This is good recipe to use with any leftover risotto you have and they are absolutely delicious but simple to prepare.
Prep: 5-10 minutes
Cook: 10 minutes
500g cooked cold risotto
100g buffalo mozzarella , cut into around 20 small pieces
100g plain flour
1-2 eggs, beaten
100g dried bread crumbs
Oil for deep frying
Suppli Balls: With wet hands place a tablespoon of the risotto onto the palm of your hand. Flatten it out and place a piece of mozzarella in the centre. Seal it by bringing the risotto round it to form a ball. Repeat this with the rest of the risotto
To Coat: Place the flour on a plate, the beaten eggs in a bowl and the crumbs on a plate. Roll the balls in the flour until covered, shake off the excess flour, then coat them in egg and finally roll them in the crumbs. Refrigerate them until ready to cook.

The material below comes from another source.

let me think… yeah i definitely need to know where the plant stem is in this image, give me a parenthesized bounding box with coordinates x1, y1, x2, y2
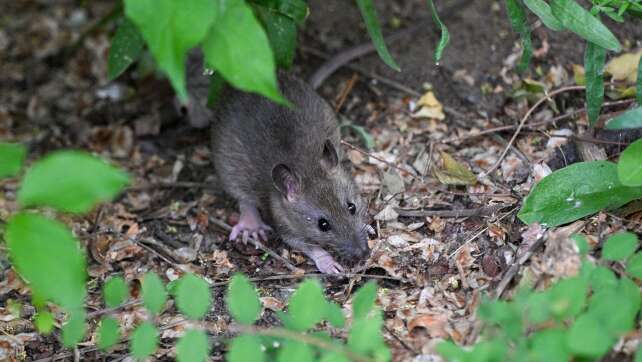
(238, 326, 375, 362)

To Deep Fry: Heat some oil in a deep fryer, wok or large saucepan to 190° C or until a cube of bread when dropped in the oil floats to the top and is crisp and golden. Fry a few balls at a time in the oil for 2-4 minutes turning them so that all sides become crisp and golden, remove them from the heat and drain them on paper toweling. Repeat this until you have cooked all the balls.
To Serve: Serve the suppli balls hot as part of a meal or canapé or cold as a picnic dish.